A: If I were shot, the last place I would want to be shot would be:______________________________________________________________
B: If I were beaten, the last bone I would want broken is my:______________________________________________________________
C: A woman’s place is in the:______________________________________________________________
D: The one thing I hope this application does not ask me about is:______________________________________________________________
E. What do you want to do with your life ? _________________________________________________________ ______________________________________________________________ ________________________________
F. When I meet a girl, the thing I always notice about her first is:_____________________________________________________________
G. What is the current going rate of a hotel room? __________________
I SWEAR THAT ALL INFORMATION SUPPLIED ABOVE IS TRUE AND CORRECT TO THE BEST OF MY KNOWLEDGE UNDER PENALTY OF DEATH, DISMEMBERMENT, NATIVE AMERICAN ANT TORTURE, CRUCIFIXION, ELECTROCUTION, CHINESE WATER TORTURE, & RED HOT POKERS.
Applicant’s Signature (that means sign your name, moron!)
Pastor/Priest/Rabbi State Representative/Congressman
Thank you for your interest, and it had better be genuine and non-sexual.You will be contacted in writing if you are approved. Please do not try to call or write. If your application is rejected, you will be notified by two gentleman wearing white ties carrying violin cases.(you might watch your back)To prepare yourself, start studying Daddy’s Rules for Dating ….
Daddy’s Rules for Dating
1. If you pull into my driveway and honk you’d better be delivering a package, because you’re sure not picking anything up.
2. You do not touch my daughter in front of me. You may glance at her, so long as you do not peer at anything below her neck. If you cannot keep your eyes or hands off of my daughter’s body, I will remove them.
3. I’m sure you’ve been told that in today’s world, sex without utilizing a ‘Barrier method’ of some kind can kill you. Let me elaborate, when it comes to sex, I am the barrier, and I will kill you.
4. The following places are not appropriate for a date with my daughter: Places where there are beds, sofas, or anything softer than a wooden stool. Places where there is darkness. Places where there is dancing, holding hands, or happiness.
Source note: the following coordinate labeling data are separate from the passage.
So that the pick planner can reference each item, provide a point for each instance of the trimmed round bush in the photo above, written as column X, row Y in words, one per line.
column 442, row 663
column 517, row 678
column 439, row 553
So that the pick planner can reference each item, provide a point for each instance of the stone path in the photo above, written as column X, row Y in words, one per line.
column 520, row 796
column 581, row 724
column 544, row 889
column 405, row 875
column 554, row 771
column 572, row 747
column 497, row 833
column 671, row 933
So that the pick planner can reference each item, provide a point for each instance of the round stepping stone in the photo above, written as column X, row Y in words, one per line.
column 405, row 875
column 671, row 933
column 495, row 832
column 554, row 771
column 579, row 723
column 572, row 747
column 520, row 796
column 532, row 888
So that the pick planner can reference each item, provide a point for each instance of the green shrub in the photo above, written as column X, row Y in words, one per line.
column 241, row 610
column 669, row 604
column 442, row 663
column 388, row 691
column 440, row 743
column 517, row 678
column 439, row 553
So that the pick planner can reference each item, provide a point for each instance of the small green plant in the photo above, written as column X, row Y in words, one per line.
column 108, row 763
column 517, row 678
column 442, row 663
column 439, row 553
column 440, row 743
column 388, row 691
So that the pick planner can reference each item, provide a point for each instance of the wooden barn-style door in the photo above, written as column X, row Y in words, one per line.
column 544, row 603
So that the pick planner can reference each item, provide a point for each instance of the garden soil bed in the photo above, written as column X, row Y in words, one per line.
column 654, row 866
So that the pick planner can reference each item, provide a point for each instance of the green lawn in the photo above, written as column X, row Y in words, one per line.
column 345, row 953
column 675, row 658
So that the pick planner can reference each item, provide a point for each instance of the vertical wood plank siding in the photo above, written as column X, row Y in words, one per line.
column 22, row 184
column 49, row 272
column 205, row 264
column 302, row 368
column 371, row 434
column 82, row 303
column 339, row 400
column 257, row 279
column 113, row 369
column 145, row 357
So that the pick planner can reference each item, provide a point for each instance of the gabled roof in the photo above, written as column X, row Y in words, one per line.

Places where the ambient temperature is warm enough to induce my daughter to wear shorts, tank tops , midriff T-shirts, or anything other than overalls, a sweater, and a goose down parka – zipped up to her throat. Movies with a strong romantic or sexual themes are to be avoided; movies which feature chain saws are okay. Hockey games are okay. Old folks homes are better.
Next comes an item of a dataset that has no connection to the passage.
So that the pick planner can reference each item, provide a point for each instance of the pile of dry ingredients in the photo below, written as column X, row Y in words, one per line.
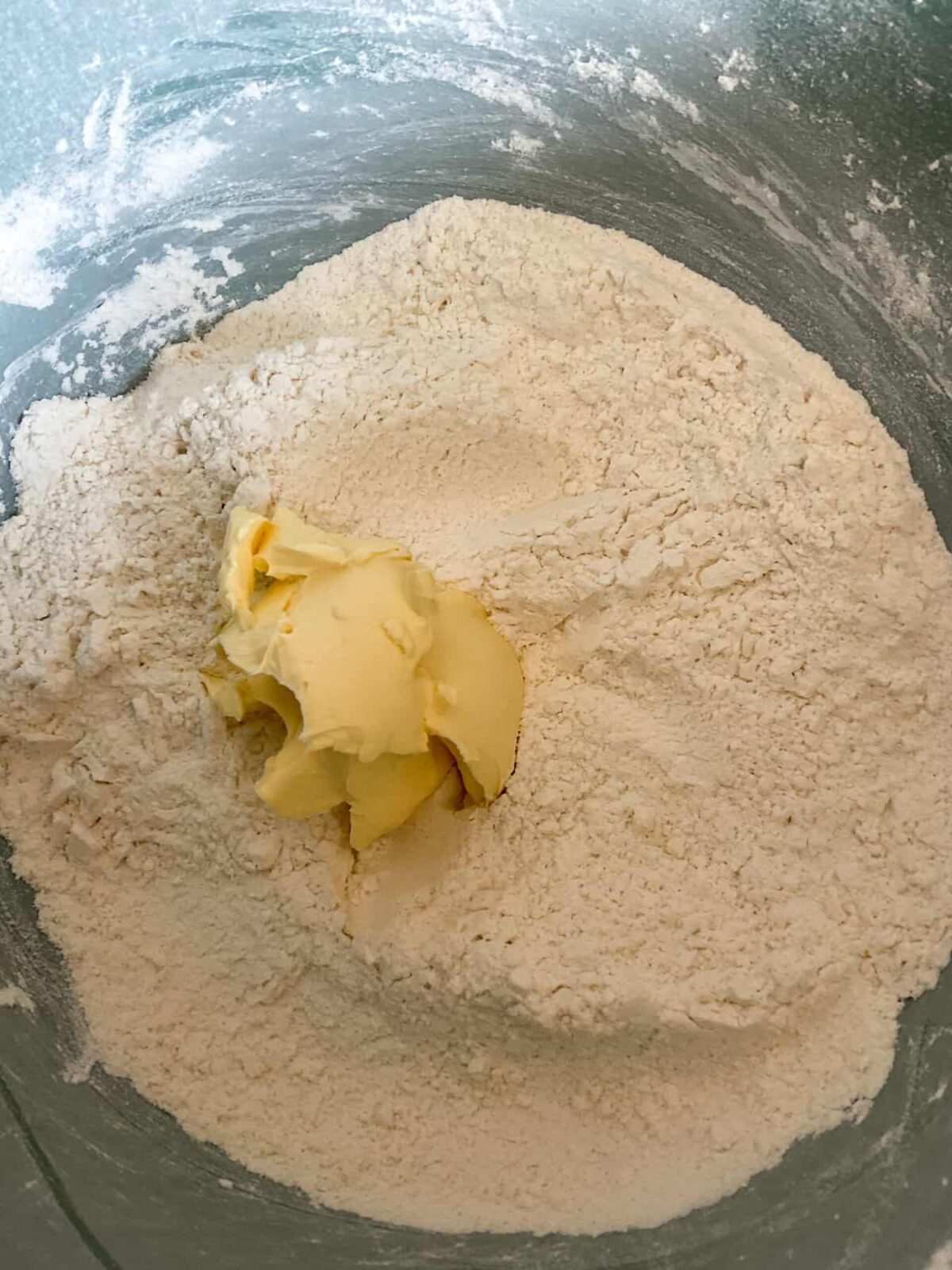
column 679, row 939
5. Do not lie to me. I may appear to be a potbellied, balding, aged, dimwitted has-been. But on issues relating to my daughter, I am the all-knowing, merciless god of your universe. If I ask you where you are going and with whom, you have one chance to tell me the truth, the whole truth and nothing but the truth. I have a shotgun, a shovel, and five acres behind the house. Do not trifle with me.
6. Be afraid. Be very afraid. It takes very little for me to mistake the sound of your car for a chopper coming in over a rice paddy near Hanoi. When my Agent Orange starts acting up, the voices in my head frequently tell me to clean the guns.